Just to be perfectly clear, this is the Obama administration’s update on health reform since the Affordable Care Act became law three years ago. Still, it’s worth noting the ACA’s sweep and wide-ranging impact.
Changes include the number of young adults covered under their parents’ health plans (3.1 million nationwide and 21,000 in Massachusetts as of Dec. 2011), new no-co-pay preventive care for women (approximately 47 million women, including 1,212,350 in Massachusetts, have guaranteed access to additional preventive services without cost-sharing) and the removal of lifetime limits on insurance (2,520,000 people in Massachusetts, including 975,000 women and 633,000 children).
Here, again, according to an administration news release, is a rundown of some of the ACA-related funds flowing into the state:
Massachusetts has received $180,067,775 in grants for research, planning, information technology development, and implementation of Affordable Insurance Exchanges.–$1,000,000 in Planning Grants: This grant provides Massachusetts the resources needed to conduct the research and planning necessary to build a better health insurance marketplace and determine how its exchange will be operated and governed.

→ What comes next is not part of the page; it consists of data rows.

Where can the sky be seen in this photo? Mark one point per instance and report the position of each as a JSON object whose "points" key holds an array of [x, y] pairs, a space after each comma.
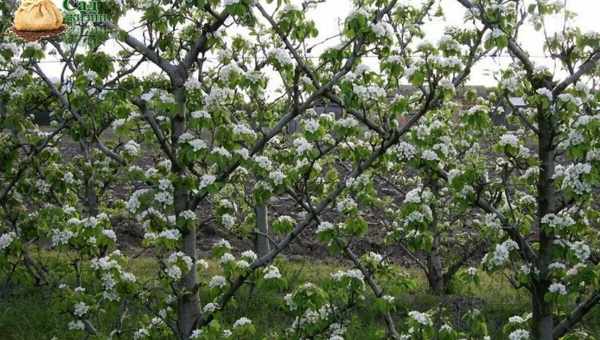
{"points": [[329, 14]]}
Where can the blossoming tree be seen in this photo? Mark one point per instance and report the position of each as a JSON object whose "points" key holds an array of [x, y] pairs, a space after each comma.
{"points": [[202, 136]]}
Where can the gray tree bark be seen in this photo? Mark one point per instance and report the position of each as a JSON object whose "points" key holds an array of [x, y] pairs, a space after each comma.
{"points": [[543, 320], [262, 244], [188, 309]]}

–Early Innovator Grants: These grants are being used to help a group of “Early Innovator” states design and implement the information technology (IT) infrastructure needed to operate Affordable Insurance Exchanges. Early Innovator States have committed to ensuring that the technology they develop is reusable and transferable to other States. Connecticut, Maine, Massachusetts, Rhode Island, and Vermont participated in a multi-state consortium led by the University of Massachusetts Medical School, and received over $241 million in Early Innovator grants to develop model Marketplace information technology (IT) systems.
–$134,581,413 in Exchange Establishment Grants: These grants are helping States continue their work to implement key provisions of the Affordable Care Act.
–Since 2010, Massachusetts has received $42,700,000 in grants from the Prevention and Public Health Fund created by the Affordable Care Act.
–The Affordable Care Act increases the funding available to community health centers nationwide. In Massachusetts, 36 health centers operate 295 sites, providing preventive and primary health care services to 615,708 people. Health Center grantees in Massachusetts have received $133,177,171 under the Affordable Care Act to support ongoing health center operations and to establish new health center sites, expand services, and/or support major capital improvement projects.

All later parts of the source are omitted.